Chapters 12 and 13 showed the results of exploring by wall-following. How, if at all, can that performance be bettered? This chapter begins by describing, in Section 14.1, some circumstances in which wall-following appears to be inefficient and then, in Section 14.2, proposes a new strategy, Supervised Wall-Following, to eliminate these inefficiencies.
Section 14.3 presents the results of experimental tests of Supervised Wall-Following. Its value is shown to be higher in more complex environments.
Section 14.4 summarises the results and suggests some directions in which the algorithm could be developed.

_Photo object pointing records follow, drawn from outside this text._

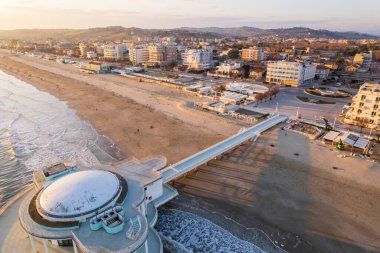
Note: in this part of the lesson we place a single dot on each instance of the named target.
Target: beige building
(114, 51)
(252, 54)
(161, 54)
(197, 59)
(364, 110)
(290, 73)
(139, 55)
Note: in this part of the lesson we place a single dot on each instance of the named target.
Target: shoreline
(138, 129)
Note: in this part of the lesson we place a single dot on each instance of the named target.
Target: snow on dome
(79, 193)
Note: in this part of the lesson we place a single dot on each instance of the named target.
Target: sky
(337, 15)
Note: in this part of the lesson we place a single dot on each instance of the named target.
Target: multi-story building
(364, 110)
(83, 49)
(197, 59)
(322, 72)
(376, 55)
(114, 52)
(138, 54)
(290, 73)
(253, 54)
(227, 67)
(161, 54)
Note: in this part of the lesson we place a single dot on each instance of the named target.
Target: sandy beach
(138, 129)
(295, 190)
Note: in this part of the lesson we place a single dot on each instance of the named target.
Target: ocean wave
(186, 232)
(41, 130)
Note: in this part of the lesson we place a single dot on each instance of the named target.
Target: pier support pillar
(32, 243)
(45, 246)
(75, 247)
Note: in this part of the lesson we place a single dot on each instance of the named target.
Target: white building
(91, 55)
(249, 89)
(226, 68)
(322, 72)
(290, 73)
(364, 110)
(253, 54)
(138, 55)
(114, 51)
(197, 59)
(98, 209)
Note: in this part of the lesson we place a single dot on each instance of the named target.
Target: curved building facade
(97, 209)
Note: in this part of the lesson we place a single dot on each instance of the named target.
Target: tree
(233, 54)
(246, 69)
(259, 97)
(275, 90)
(340, 144)
(341, 62)
(362, 123)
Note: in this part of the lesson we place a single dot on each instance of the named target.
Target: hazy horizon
(338, 15)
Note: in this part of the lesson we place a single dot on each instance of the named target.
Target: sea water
(37, 130)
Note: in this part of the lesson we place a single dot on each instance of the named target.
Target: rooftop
(79, 193)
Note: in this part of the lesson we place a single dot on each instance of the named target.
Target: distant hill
(285, 33)
(119, 32)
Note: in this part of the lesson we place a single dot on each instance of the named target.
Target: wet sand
(137, 129)
(286, 186)
(300, 201)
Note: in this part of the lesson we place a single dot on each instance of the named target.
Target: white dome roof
(79, 193)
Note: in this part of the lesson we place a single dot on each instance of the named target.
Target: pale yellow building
(364, 110)
(252, 54)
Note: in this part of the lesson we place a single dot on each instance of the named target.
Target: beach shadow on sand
(297, 205)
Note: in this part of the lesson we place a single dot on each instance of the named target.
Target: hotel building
(290, 73)
(161, 54)
(197, 59)
(253, 54)
(138, 55)
(364, 110)
(114, 51)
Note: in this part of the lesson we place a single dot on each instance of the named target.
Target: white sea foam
(195, 234)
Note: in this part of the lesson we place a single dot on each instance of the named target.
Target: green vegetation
(307, 100)
(233, 54)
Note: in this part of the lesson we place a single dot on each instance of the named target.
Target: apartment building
(197, 59)
(227, 67)
(114, 51)
(161, 54)
(138, 55)
(290, 73)
(364, 110)
(322, 72)
(252, 54)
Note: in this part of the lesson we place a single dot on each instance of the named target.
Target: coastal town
(240, 139)
(242, 78)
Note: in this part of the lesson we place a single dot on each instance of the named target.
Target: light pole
(277, 107)
(369, 141)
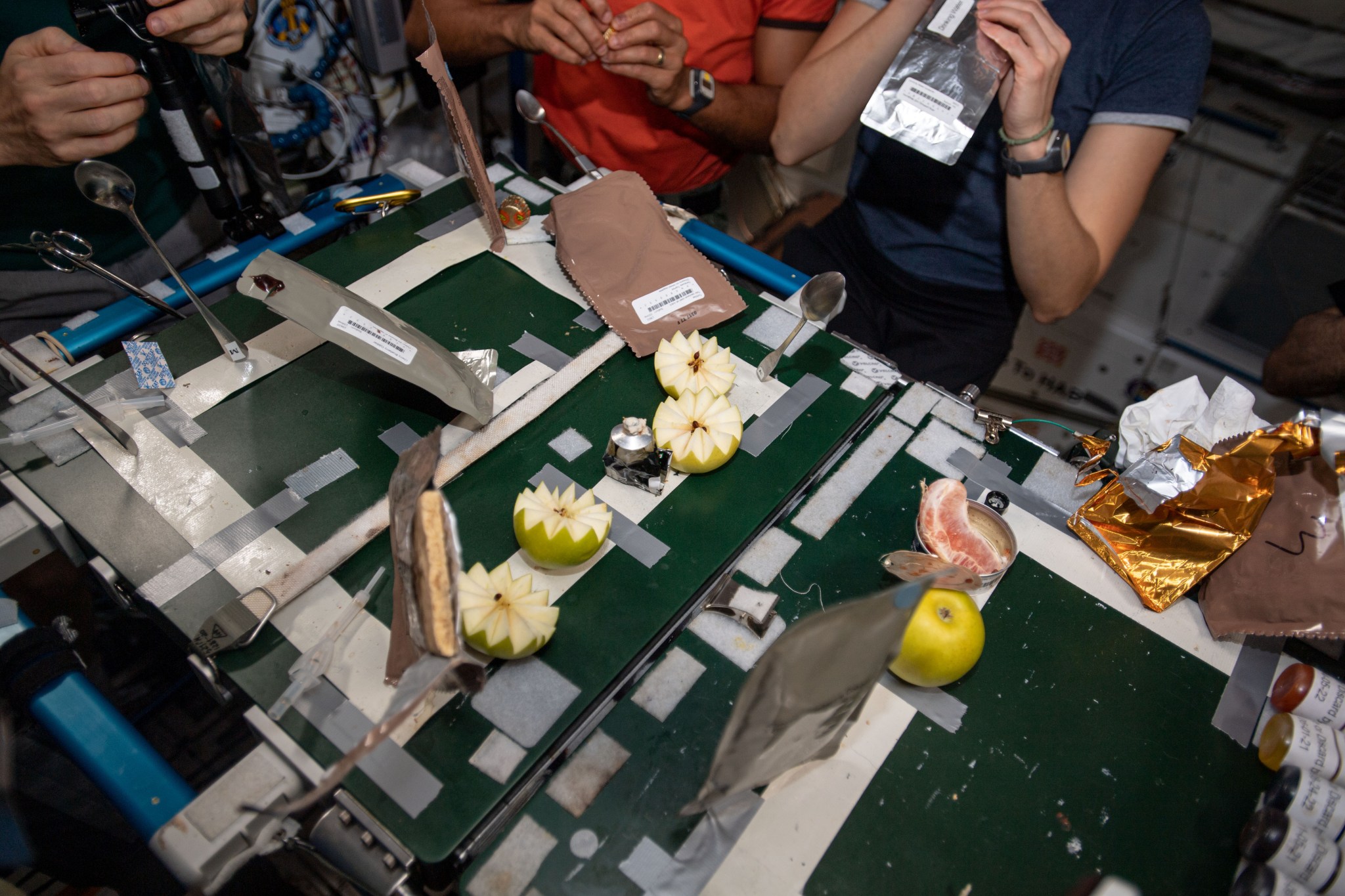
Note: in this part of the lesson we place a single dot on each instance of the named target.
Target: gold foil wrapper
(1164, 554)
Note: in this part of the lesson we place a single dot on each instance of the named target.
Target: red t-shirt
(611, 120)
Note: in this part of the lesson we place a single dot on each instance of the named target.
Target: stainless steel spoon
(110, 187)
(817, 300)
(533, 112)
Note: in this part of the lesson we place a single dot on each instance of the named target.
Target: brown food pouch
(638, 273)
(1286, 580)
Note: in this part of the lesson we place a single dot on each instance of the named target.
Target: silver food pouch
(806, 691)
(939, 86)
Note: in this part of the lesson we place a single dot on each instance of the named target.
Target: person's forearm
(468, 32)
(1310, 362)
(827, 93)
(1055, 259)
(741, 116)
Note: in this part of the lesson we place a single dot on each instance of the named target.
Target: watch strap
(701, 85)
(1053, 161)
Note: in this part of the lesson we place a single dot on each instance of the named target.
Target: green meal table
(1086, 744)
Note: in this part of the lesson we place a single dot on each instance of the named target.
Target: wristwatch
(1055, 160)
(703, 92)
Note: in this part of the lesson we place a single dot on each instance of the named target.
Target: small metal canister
(631, 442)
(514, 211)
(632, 458)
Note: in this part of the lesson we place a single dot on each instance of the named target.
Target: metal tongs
(85, 408)
(66, 251)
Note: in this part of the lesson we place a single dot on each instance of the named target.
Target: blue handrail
(774, 274)
(102, 743)
(124, 316)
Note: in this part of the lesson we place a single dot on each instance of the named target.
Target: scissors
(65, 251)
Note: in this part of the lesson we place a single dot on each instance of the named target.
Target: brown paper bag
(1286, 580)
(638, 273)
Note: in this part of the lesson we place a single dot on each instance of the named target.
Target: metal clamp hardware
(252, 636)
(724, 599)
(994, 423)
(208, 673)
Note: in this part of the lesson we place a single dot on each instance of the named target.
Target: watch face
(704, 82)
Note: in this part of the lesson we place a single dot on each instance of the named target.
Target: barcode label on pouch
(667, 300)
(921, 96)
(947, 20)
(368, 331)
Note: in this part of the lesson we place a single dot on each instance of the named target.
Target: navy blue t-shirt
(1138, 62)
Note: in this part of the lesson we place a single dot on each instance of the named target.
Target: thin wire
(1033, 419)
(112, 9)
(341, 110)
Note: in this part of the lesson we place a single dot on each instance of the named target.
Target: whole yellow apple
(943, 640)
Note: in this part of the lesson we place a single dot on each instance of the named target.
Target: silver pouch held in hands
(939, 86)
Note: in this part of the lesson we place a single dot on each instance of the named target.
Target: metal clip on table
(85, 408)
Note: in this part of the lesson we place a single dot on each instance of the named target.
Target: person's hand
(210, 27)
(565, 30)
(1038, 49)
(61, 101)
(649, 46)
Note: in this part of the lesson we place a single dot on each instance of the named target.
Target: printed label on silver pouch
(368, 331)
(667, 300)
(921, 96)
(947, 19)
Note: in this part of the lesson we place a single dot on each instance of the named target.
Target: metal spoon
(817, 300)
(533, 112)
(110, 187)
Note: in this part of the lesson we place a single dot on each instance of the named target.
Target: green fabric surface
(49, 198)
(328, 399)
(1074, 708)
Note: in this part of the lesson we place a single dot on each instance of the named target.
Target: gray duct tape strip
(1245, 695)
(626, 535)
(590, 320)
(523, 699)
(937, 706)
(322, 472)
(529, 345)
(990, 473)
(395, 770)
(219, 547)
(451, 223)
(780, 416)
(707, 847)
(244, 531)
(400, 438)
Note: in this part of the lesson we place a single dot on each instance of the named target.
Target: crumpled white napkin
(1184, 409)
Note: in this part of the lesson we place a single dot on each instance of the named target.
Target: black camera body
(178, 91)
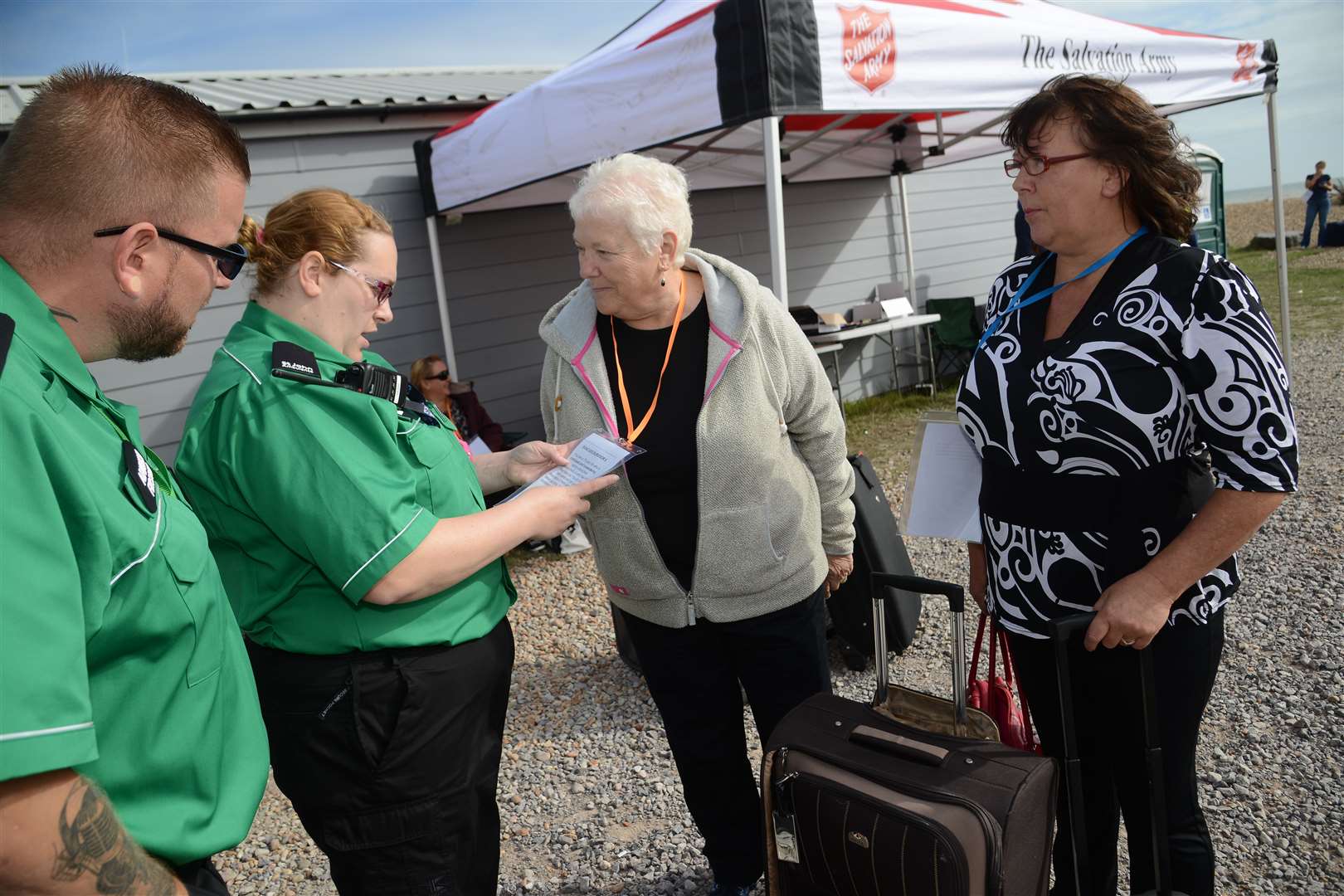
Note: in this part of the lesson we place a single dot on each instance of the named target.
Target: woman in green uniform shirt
(362, 563)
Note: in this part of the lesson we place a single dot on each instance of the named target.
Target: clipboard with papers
(596, 455)
(942, 499)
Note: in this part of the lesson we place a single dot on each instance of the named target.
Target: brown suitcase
(908, 796)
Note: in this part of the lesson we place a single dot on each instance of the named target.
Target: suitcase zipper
(938, 832)
(993, 835)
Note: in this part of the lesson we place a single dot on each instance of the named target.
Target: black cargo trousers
(392, 761)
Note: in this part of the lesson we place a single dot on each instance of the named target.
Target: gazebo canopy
(863, 89)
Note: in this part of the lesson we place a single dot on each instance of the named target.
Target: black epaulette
(6, 338)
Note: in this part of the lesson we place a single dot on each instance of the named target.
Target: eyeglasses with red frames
(1035, 165)
(382, 289)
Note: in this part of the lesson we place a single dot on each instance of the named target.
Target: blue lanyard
(1018, 301)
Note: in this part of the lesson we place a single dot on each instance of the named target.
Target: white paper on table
(594, 455)
(944, 494)
(897, 306)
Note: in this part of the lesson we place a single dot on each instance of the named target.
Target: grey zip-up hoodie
(773, 481)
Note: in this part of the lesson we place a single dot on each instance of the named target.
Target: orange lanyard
(632, 431)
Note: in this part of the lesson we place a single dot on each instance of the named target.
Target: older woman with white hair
(723, 539)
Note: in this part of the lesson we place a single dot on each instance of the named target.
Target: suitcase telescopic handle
(916, 585)
(957, 603)
(1060, 633)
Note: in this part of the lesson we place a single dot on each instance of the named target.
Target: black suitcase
(1060, 631)
(860, 804)
(878, 548)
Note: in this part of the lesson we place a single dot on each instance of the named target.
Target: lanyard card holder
(596, 455)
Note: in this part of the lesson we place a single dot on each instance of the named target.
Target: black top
(1171, 349)
(665, 480)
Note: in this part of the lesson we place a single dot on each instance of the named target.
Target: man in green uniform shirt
(130, 738)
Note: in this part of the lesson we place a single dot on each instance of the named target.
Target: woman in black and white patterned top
(1088, 409)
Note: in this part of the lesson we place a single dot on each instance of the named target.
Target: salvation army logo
(869, 54)
(1244, 62)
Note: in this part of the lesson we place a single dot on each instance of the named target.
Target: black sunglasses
(229, 260)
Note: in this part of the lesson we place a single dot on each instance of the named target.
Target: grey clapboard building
(353, 129)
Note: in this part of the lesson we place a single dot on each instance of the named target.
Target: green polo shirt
(311, 494)
(119, 652)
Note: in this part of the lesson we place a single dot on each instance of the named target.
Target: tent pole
(774, 206)
(908, 243)
(436, 262)
(1285, 338)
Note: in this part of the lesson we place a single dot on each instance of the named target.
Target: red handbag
(995, 694)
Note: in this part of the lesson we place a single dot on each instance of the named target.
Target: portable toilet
(1211, 223)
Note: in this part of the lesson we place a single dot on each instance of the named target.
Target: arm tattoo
(95, 843)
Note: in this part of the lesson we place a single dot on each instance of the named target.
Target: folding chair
(956, 334)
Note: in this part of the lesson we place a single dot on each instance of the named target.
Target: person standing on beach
(1317, 204)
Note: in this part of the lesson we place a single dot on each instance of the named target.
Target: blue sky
(38, 37)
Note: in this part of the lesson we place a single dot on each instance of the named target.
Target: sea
(1259, 193)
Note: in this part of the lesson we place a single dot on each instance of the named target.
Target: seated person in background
(455, 401)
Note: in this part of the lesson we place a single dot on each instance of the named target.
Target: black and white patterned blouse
(1172, 349)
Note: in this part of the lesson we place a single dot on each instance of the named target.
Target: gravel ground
(1248, 219)
(590, 798)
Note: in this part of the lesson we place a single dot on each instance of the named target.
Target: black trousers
(1110, 743)
(202, 879)
(392, 759)
(694, 676)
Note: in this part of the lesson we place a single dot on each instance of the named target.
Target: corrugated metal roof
(277, 93)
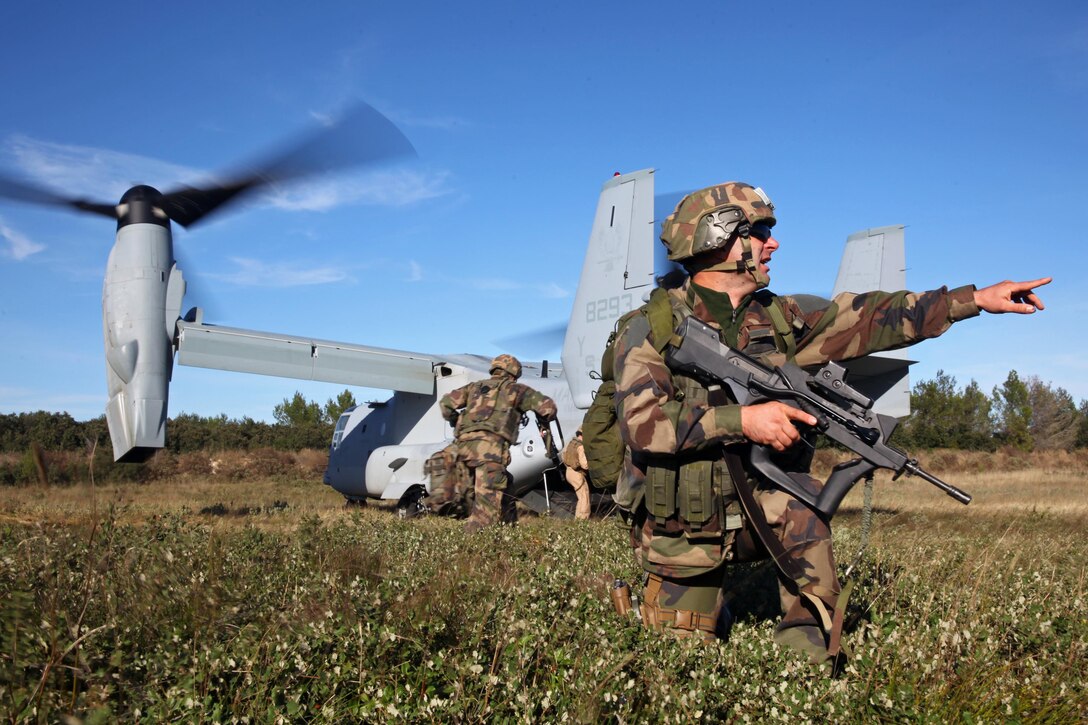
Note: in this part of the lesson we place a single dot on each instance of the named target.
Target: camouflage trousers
(449, 483)
(487, 458)
(581, 486)
(687, 572)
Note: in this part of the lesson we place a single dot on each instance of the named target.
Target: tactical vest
(491, 407)
(697, 487)
(604, 446)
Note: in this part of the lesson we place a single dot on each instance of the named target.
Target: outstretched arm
(1008, 296)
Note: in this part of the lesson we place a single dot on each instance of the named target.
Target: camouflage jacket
(663, 415)
(494, 407)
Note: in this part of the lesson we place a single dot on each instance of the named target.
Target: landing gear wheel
(411, 503)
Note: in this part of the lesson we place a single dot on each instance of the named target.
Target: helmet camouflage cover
(507, 364)
(707, 219)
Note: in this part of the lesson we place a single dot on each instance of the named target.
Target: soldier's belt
(656, 617)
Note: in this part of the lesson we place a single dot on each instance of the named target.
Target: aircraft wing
(876, 259)
(617, 274)
(304, 358)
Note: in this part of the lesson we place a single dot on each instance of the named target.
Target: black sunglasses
(761, 232)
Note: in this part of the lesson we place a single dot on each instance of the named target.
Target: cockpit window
(338, 431)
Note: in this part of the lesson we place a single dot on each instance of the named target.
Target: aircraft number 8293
(608, 308)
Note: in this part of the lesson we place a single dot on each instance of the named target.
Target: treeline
(299, 424)
(1025, 414)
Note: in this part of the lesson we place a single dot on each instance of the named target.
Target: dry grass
(270, 598)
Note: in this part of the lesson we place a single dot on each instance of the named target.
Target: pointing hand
(1008, 296)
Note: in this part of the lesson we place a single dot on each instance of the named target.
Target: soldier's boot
(811, 641)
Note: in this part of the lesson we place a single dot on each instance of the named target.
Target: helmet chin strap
(746, 265)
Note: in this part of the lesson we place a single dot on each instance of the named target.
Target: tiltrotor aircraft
(379, 449)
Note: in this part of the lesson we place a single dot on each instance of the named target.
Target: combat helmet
(507, 364)
(711, 218)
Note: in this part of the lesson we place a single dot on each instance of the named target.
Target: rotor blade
(21, 191)
(362, 136)
(536, 342)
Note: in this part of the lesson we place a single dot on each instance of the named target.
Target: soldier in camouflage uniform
(449, 479)
(687, 523)
(485, 415)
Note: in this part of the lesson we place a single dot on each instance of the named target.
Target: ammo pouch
(695, 490)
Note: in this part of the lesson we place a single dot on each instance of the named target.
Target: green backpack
(604, 447)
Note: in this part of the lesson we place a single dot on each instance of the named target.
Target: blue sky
(964, 121)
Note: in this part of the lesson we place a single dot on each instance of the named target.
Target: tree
(298, 412)
(977, 420)
(334, 408)
(1053, 416)
(1082, 440)
(1012, 403)
(943, 417)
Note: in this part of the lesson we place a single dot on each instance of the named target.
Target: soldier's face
(763, 246)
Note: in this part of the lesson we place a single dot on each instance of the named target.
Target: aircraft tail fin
(617, 275)
(876, 259)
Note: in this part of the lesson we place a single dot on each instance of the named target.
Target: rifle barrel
(961, 495)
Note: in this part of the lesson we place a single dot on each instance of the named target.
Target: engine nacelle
(141, 299)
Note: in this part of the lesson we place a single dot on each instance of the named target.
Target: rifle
(549, 446)
(842, 414)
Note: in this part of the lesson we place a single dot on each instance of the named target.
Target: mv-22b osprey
(379, 450)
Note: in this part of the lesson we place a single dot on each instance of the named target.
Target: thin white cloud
(103, 175)
(256, 273)
(97, 173)
(19, 246)
(552, 291)
(549, 290)
(387, 188)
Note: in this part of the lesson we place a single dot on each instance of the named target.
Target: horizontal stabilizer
(303, 358)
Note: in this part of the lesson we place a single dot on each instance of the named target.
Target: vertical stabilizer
(876, 259)
(617, 273)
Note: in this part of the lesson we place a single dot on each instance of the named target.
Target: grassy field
(209, 600)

14.1 Shortcomings of Wall-Following
In the wall-following experiments described in the previous two chapters, ARNE was specifically denied access to the map while making navigational decisions. A consequence of this was that a human observer watching the exploration (and looking at the map) would become frustrated by ARNE's inflexibility. In certain circumstances ARNE would make movements which, to the human observer, would simply appear to be ‘stupid’. Three of the most obvious circumstances are: falling into traps, re-examining known objects, and repeating fruitless examinations. The remainder of this section considers each of these problems in turn, illustrating with examples.
Figure 14.1 shows a simple example of a wall-following trap. ARNE began at position 6 in room ‘Columns’, close to one of the free-standing cylinders. It began to circulate around the cylinder and continued to do so for the entire exploration period. This obviously restricted its view of the environment and limited the quality of the map.